MemOS aims to let LLMs maintain consistency and memory across continuous or long-term interactions, reduce redundant external knowledge queries, and provide unified memory APIs for research and production. It includes a Python SDK, example projects and a Playground to quickly integrate MemOS into LLM workflows and tune memory strategies.
Key Features
- Memory-Augmented Generation (MAG): unified memory operation API for generation models.
- Modular MemCube architecture: combine or replace memory subsystems for experiments and extensions.
- Multiple memory types: textual memories, KV-cache activation memories, and parametric memories (e.g., LoRA weights).
- Rich backend integrations: support for NebulaGraph, Neo4j, Transformers, Ollama and more.
Use Cases
- Long-term conversational assistants and customer support storing user preferences and history to improve responses.
- Multi-step reasoning and decision support requiring cross-session context retrieval.
- Personalization, user profiling and long-term preference modeling.

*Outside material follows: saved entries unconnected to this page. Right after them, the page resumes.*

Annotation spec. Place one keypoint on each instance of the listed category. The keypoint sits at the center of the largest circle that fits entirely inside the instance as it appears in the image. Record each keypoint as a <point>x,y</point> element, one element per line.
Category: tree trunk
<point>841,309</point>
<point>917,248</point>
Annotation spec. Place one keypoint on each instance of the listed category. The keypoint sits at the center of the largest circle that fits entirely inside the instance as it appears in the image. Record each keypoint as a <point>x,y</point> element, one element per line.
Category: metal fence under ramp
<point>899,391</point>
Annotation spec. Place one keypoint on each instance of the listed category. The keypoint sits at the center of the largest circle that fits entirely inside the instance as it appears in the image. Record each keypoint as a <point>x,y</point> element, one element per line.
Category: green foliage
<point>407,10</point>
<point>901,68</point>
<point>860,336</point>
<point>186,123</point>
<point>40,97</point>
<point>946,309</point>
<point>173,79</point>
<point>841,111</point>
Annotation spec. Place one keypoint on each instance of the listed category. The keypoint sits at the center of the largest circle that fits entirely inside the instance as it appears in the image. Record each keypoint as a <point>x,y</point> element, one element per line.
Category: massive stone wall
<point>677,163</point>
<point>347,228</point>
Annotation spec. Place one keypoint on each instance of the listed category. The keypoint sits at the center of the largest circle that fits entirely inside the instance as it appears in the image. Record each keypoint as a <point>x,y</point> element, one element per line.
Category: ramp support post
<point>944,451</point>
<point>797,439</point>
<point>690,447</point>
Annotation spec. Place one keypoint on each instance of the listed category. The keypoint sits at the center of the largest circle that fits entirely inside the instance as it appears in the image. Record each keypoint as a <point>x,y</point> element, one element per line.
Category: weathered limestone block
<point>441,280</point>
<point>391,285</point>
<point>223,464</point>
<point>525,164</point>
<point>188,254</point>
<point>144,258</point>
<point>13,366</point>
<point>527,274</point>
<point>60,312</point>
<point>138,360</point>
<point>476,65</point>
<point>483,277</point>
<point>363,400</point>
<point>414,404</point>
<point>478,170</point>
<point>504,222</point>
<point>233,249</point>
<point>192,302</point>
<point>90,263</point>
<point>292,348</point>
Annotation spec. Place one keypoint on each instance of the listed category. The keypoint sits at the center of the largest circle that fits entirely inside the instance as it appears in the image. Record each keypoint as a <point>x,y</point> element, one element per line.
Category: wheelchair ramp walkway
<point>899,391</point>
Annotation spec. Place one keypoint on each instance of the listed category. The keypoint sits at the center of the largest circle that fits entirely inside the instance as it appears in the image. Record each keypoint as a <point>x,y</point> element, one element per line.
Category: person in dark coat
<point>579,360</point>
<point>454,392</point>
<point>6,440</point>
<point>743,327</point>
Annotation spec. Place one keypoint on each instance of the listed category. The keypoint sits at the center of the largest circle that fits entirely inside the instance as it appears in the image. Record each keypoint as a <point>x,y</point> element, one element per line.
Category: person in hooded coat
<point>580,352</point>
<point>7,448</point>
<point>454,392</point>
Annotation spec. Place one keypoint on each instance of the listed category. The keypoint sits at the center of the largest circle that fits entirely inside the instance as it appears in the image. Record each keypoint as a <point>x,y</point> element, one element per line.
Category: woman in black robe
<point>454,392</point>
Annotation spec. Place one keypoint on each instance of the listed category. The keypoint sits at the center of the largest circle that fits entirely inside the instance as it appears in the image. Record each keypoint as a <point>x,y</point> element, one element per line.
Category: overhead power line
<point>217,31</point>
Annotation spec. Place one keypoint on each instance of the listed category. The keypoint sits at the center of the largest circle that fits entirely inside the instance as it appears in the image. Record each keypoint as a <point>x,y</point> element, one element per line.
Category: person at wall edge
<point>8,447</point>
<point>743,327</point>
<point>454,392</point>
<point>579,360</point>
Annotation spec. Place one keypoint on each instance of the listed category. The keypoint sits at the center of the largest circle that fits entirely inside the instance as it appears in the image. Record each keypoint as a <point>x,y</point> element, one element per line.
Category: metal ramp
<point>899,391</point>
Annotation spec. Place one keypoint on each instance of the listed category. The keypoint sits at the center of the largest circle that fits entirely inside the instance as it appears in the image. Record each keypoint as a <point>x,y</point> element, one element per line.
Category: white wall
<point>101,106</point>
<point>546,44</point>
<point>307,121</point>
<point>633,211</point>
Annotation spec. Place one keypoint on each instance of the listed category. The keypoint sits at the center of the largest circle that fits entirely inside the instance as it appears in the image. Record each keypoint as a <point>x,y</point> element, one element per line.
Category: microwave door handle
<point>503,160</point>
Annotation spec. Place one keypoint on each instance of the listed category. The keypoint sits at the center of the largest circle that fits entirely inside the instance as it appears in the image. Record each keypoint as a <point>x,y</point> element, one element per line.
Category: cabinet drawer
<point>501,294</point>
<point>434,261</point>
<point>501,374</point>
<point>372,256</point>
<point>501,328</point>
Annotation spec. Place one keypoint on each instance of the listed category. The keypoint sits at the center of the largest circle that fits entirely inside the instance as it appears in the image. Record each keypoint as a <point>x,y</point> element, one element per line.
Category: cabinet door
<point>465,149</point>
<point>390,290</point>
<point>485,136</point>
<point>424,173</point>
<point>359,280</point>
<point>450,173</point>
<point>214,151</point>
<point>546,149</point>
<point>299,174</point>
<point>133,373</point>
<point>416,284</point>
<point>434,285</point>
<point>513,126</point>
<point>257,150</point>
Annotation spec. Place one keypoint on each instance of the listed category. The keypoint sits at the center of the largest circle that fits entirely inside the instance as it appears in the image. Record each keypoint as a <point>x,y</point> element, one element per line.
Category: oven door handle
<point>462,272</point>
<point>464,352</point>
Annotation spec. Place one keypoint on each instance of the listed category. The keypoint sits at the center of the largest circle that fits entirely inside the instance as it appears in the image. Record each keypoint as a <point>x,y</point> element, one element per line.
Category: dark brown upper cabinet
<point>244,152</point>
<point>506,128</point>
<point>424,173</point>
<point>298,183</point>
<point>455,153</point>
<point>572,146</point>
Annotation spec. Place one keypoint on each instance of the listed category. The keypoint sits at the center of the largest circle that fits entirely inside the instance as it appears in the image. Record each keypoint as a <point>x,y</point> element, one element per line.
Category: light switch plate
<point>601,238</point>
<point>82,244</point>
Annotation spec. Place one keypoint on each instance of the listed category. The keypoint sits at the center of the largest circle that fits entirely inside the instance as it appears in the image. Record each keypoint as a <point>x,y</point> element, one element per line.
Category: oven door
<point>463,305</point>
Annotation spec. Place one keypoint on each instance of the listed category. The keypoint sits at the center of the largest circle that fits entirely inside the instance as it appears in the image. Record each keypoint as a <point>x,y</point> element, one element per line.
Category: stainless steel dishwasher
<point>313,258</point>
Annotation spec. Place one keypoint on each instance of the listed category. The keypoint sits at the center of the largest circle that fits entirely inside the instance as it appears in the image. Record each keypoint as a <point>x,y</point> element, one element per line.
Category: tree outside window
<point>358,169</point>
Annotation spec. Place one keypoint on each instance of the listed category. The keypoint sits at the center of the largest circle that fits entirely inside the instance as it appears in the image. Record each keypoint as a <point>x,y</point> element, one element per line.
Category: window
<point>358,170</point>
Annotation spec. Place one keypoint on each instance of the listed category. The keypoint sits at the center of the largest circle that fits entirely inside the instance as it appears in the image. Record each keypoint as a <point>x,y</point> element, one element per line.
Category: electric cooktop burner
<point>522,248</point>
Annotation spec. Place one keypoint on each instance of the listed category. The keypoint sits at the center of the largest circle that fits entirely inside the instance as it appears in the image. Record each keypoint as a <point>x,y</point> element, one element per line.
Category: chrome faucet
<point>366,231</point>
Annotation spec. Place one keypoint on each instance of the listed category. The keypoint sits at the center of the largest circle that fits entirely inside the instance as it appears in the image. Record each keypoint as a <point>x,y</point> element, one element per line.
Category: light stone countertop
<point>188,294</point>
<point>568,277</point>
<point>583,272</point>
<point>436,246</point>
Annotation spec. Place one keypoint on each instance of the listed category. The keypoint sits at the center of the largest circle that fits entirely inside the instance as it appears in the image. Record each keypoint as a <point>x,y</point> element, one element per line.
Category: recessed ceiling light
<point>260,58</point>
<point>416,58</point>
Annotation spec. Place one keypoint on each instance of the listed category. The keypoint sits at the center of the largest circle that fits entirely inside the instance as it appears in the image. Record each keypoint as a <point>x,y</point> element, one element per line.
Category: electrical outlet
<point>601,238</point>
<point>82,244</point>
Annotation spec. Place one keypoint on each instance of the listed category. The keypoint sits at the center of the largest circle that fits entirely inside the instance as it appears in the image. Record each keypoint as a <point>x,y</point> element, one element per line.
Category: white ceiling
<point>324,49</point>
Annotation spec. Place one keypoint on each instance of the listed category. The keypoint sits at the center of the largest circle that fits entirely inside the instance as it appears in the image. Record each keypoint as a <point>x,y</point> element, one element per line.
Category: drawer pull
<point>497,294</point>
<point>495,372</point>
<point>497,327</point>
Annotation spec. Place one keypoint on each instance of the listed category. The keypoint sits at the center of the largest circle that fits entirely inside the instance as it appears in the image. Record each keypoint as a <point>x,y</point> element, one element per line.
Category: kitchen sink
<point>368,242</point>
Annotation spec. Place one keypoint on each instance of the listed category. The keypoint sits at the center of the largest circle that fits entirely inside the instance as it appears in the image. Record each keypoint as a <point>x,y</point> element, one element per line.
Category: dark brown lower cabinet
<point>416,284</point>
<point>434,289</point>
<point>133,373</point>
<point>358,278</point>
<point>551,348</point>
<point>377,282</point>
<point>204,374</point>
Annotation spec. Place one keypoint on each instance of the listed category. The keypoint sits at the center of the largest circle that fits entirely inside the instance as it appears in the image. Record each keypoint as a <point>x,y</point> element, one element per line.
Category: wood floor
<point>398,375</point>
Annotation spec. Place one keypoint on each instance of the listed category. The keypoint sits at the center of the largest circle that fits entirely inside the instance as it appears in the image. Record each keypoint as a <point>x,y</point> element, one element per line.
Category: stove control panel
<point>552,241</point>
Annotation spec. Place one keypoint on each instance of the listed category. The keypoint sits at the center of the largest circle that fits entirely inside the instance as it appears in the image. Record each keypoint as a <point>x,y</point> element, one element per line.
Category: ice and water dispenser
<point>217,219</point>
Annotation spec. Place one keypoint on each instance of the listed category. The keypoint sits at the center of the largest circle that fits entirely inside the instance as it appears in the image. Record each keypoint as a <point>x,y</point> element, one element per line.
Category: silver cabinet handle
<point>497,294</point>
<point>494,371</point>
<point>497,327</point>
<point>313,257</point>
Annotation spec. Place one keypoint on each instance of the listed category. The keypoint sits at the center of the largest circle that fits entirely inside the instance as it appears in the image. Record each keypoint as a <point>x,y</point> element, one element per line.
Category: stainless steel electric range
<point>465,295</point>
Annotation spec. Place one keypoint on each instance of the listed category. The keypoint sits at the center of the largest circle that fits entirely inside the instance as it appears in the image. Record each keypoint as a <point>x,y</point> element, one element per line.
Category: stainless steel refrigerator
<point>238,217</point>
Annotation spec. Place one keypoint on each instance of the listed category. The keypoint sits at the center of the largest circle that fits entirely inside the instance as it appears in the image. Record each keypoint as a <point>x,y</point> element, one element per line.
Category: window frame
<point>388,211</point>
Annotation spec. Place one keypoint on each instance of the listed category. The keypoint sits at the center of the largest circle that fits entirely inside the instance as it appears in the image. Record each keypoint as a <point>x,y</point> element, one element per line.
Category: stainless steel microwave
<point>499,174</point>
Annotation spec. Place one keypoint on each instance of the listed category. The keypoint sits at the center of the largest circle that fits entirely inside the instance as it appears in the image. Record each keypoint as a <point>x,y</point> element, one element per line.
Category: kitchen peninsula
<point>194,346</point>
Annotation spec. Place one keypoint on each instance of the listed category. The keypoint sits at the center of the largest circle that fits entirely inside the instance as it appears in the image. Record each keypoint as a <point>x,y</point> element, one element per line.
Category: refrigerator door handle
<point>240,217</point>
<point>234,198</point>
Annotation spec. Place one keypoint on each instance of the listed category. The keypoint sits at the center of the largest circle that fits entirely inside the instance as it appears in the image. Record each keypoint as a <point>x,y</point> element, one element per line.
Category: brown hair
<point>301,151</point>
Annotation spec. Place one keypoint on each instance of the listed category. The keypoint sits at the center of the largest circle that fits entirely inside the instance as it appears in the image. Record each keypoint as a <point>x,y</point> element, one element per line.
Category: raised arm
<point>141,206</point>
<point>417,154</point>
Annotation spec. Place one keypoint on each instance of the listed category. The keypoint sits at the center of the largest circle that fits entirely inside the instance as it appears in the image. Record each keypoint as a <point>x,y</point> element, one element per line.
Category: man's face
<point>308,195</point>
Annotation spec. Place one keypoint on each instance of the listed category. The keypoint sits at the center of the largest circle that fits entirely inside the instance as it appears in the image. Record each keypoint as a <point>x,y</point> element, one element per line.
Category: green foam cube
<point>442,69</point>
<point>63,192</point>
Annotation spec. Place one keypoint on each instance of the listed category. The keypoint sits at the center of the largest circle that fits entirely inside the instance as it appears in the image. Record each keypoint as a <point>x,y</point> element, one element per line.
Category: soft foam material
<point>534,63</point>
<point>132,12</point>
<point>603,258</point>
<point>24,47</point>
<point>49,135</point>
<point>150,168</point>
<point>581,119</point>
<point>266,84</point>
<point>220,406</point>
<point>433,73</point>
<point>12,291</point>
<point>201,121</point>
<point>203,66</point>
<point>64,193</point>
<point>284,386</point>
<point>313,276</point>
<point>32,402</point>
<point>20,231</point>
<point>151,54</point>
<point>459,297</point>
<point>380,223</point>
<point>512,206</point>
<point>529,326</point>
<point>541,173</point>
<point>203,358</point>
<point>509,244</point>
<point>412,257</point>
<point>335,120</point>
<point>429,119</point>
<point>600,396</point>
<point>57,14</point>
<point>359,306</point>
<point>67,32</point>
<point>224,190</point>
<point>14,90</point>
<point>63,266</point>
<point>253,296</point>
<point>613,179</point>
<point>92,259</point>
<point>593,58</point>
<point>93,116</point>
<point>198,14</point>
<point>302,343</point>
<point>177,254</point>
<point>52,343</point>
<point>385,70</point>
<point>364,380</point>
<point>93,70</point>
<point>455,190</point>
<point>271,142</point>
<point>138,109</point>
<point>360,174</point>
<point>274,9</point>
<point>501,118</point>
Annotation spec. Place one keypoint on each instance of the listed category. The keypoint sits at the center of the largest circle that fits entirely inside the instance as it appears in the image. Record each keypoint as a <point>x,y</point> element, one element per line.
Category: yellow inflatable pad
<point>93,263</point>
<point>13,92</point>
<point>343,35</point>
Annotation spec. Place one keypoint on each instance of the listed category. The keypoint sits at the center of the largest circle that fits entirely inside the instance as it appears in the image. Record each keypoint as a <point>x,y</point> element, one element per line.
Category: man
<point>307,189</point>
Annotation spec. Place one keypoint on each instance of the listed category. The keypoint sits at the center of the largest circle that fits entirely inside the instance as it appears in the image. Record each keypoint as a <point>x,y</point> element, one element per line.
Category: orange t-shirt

- Research and engineering for evaluating and comparing memory mechanisms and reproducible baselines.
Technical Highlights
- Modular, pluggable memory backend design supporting online and offline data sources.
- Friendly Python SDK and examples for fast integration.
- Playground and visualization tools for debugging memory retrieval and ranking strategies.
- Active community with academic papers and performance benchmarks, suitable for both research and engineering.